Author(s): Sara Mesgari Sohani; Mohamed Salah Ghidaoui
Keywords: Boltzmann method; finite volume; high frequency wave; one-dimensional method; waterhammer
Abstract: It is becoming evident that high resolution finite volume (FV) numerical schemes for multi-dimensional waterhammer problems are needed for the development of an accurate transient-based condition assessment of pipelines. As a prerequisite, FV methods for one-dimensional waterhammer flows need to be developed. Such models can then be applied to multi-dimensional problems via directional splitting. In this paper, two FV schemes (one uses Bhatnagar–Gross–Krook Boltzmann (BGK) and the other uses kinetic flux vector splitting (KFVS) in the flux approximation) for one-dimensional waterhammer problems are formulated and applied.
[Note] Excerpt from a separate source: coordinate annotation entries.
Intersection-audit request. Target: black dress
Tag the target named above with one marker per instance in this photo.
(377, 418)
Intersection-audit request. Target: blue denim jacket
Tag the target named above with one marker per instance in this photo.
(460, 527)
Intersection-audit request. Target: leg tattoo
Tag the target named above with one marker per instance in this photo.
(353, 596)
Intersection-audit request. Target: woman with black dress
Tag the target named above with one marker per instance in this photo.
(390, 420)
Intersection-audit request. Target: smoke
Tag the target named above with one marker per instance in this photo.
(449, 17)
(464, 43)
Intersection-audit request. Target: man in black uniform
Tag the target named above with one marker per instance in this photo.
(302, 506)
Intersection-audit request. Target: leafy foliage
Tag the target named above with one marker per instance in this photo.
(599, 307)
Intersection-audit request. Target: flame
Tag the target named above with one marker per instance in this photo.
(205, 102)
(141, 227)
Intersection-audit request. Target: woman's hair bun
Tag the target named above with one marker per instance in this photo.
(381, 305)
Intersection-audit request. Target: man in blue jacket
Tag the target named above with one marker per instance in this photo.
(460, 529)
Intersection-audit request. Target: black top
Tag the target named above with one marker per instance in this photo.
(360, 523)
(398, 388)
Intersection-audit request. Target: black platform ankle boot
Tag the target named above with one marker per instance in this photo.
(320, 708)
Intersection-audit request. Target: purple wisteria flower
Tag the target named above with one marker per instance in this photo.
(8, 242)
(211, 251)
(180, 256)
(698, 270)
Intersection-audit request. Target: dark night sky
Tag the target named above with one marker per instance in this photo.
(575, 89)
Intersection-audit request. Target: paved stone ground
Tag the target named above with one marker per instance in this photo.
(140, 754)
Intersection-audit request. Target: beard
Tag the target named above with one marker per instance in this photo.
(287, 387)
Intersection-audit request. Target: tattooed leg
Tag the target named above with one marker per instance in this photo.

It is found that the KFVS and BGK schemes correctly capture discontinuity fronts in a classical reservoir-pipe-valve system. An oscillation-free collision time formulation has been proposed, tested and found to be robust. The stability of the proposed schemes is guaranteed when Cr<0.5. Comparison between the BGK, KFVS, fixed-grid MOC, and first and second order Godunov schemes reveals that the second-order Godunov performs best, followed closely by the BGK scheme. However, the BGK should not be quickly dismissed since it is known that its real power becomes evident when dealing with complex physics, multi-scale and multi-dimensional problems.